An unknown potential difference exists between the inner and outer surfaces of the membrane of a cell. The inner surface is negative relative to the outer surface. If 2.5 x 10-20 J of work is needed to eject a positive Calcium ion (Ca2+) from the interior of the cell, what is the value of the potential difference?
V*q=work
q= 2*1.6E-19 coulombs
doesnt vq = - work ?...signs are important
since work = -u, and u = vq
To find the value of the potential difference, we can use the equation:
ΔV = W/q
where ΔV is the potential difference, W is the work done, and q is the charge. In this case, the charge is the charge of a single positive Calcium ion (Ca2+).

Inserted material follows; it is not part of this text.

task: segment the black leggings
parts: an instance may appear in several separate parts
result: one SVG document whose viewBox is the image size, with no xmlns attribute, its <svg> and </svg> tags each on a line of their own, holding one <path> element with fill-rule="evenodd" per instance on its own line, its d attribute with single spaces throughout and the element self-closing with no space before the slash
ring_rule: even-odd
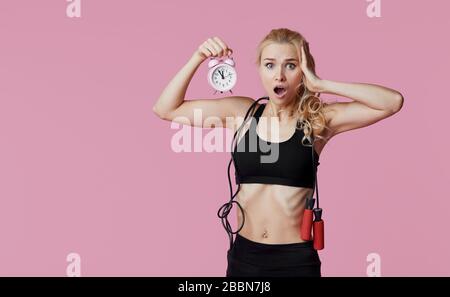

First, let's convert the work done to its SI unit (Joules):
W = 2.5 x 10^(-20) J
Next, we need to determine the charge of a single Ca2+ ion. Calcium ions have a charge of +2 (since they have two extra positive charges compared to a neutral atom). The charge q is therefore:
q = +2
Now, we can substitute these values into the equation:
ΔV = W/q
ΔV = (2.5 x 10^(-20) J) / (+2)
Calculating this, we get:
ΔV = 1.25 x 10^(-20) J / (+2)
ΔV = 6.25 x 10^(-21) J
Therefore, the potential difference between the inner and outer surfaces of the cell membrane is 6.25 x 10^(-21) J.